Protect your business from unexpected disruptions with business interruption insurance - safeguarding your success when unforeseen events try to throw you off course.
Business interruption insurance is a type of insurance that provides coverage for the loss of business income in the event of a disaster, such as a fire or natural calamity. Instead of being sold as a standalone policy, it is typically offered as an add-on or rider to a property/casualty policy or a comprehensive package policy. The premiums for business interruption insurance, including the additional cost of the rider, can be considered as tax-deductible ordinary business expenses. However, it's important to note that this insurance policy only pays out if the cause of the business income loss is covered by the underlying property/casualty policy.
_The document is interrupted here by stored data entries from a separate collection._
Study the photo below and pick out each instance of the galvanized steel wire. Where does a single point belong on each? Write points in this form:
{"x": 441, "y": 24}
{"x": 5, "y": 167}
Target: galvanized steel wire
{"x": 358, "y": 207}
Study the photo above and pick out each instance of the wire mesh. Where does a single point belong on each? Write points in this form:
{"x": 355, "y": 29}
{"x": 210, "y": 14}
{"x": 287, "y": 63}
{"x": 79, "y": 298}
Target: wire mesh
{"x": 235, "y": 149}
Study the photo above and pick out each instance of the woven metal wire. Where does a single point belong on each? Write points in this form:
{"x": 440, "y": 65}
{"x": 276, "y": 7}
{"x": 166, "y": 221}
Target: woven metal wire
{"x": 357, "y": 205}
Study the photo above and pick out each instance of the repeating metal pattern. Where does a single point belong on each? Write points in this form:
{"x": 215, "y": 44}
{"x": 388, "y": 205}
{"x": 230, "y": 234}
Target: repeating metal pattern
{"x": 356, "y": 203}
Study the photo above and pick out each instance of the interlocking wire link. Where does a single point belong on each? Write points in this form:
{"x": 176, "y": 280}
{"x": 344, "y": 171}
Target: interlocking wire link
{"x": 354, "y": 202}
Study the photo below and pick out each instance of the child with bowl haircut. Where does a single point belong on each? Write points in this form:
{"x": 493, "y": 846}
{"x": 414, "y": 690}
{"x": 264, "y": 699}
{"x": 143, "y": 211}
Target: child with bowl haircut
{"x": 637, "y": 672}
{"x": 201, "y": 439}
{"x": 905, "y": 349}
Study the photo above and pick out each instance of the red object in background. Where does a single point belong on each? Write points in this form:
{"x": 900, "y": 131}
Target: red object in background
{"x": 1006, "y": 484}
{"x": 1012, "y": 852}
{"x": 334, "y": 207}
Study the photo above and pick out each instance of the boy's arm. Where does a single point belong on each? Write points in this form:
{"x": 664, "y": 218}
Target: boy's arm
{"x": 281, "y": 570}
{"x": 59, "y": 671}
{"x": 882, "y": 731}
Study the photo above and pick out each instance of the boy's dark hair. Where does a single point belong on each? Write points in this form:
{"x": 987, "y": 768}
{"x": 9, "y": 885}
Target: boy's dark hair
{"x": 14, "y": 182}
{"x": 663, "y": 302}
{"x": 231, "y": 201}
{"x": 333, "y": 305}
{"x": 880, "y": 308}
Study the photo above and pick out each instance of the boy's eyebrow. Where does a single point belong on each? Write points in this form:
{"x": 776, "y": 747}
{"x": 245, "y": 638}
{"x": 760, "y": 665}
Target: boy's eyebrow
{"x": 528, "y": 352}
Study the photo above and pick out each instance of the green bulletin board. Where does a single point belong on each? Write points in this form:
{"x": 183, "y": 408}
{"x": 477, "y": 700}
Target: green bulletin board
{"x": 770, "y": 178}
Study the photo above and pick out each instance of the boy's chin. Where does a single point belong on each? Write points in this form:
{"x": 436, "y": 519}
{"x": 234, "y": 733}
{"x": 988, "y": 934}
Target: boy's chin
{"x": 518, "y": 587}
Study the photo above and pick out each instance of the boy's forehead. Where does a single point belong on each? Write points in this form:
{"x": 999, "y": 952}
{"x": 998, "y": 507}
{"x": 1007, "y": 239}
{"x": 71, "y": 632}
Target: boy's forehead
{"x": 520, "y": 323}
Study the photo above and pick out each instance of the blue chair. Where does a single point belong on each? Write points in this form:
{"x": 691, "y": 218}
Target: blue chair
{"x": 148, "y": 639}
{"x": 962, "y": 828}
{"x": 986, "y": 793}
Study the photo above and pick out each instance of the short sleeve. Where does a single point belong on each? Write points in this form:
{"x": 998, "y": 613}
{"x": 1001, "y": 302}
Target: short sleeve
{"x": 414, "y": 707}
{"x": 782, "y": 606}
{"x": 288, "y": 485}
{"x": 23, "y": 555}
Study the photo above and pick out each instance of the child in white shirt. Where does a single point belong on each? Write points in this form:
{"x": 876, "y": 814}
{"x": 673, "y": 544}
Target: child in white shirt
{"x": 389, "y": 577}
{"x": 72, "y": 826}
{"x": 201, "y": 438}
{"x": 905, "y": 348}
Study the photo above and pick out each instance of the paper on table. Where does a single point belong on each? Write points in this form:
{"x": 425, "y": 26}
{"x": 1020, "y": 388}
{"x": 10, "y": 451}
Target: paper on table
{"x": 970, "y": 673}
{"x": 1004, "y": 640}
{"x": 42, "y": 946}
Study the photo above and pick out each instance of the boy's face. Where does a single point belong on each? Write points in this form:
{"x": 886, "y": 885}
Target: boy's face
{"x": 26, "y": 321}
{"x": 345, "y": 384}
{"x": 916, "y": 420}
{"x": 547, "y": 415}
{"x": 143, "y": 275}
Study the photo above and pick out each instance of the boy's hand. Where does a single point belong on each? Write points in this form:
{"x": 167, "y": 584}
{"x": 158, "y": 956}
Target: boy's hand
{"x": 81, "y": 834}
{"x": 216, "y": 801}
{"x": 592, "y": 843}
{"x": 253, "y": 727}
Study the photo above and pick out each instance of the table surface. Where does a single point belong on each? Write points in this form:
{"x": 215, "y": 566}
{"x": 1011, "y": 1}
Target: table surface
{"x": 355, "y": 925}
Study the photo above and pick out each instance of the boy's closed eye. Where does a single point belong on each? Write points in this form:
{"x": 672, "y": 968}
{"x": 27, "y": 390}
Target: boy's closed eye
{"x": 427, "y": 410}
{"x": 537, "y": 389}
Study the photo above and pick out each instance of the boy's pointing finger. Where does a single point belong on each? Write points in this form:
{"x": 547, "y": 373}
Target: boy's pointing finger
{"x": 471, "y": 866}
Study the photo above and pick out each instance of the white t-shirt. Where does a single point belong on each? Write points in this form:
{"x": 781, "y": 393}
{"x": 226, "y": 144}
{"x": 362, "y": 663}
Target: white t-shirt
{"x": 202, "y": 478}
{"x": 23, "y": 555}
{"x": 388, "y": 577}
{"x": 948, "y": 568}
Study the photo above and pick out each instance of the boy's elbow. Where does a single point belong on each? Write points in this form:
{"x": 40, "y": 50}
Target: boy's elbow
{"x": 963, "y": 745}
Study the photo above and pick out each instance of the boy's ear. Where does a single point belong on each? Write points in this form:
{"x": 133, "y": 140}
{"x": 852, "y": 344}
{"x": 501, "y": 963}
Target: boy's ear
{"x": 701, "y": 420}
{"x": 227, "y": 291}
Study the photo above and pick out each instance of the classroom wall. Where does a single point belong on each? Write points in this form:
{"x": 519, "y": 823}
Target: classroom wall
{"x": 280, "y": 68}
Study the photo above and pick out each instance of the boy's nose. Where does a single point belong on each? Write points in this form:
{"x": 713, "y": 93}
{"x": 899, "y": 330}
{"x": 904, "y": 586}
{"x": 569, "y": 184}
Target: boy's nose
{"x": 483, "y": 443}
The amount payable is generally determined based on the historical financial records of the business.
If a covered loss forces your business to shut down, your interruption insurance can help cover your operating expenses, like:
Lost revenue that would typically be generated if your business were operational.
Payments for mortgage, rent, or lease for the premises where your company operates.
Obligatory loan payments that need to be fulfilled during the interruption period.
Tax payments, whether they are made on a monthly or quarterly basis.
Payroll expenses for your employees.
Costs associated with relocating to a new or temporary location due to physical damages.
Additional expenses incurred if you need to rent alternative space temporarily after a covered loss.
Expenses related to employee training for the use of new machinery or equipment following a covered loss.
Business interruption insurance plays a crucial role in a company's business continuity plan. This type of insurance aims to provide compensation to the insured for the financial consequences resulting from an interruption or interference in their business operations caused by physical damage to their property or other significant external events, such as damages occurring at the premises of suppliers or customers. The primary objective is to restore the business to its original financial state as if the loss had never happened, while considering the specific terms and conditions outlined in the policy.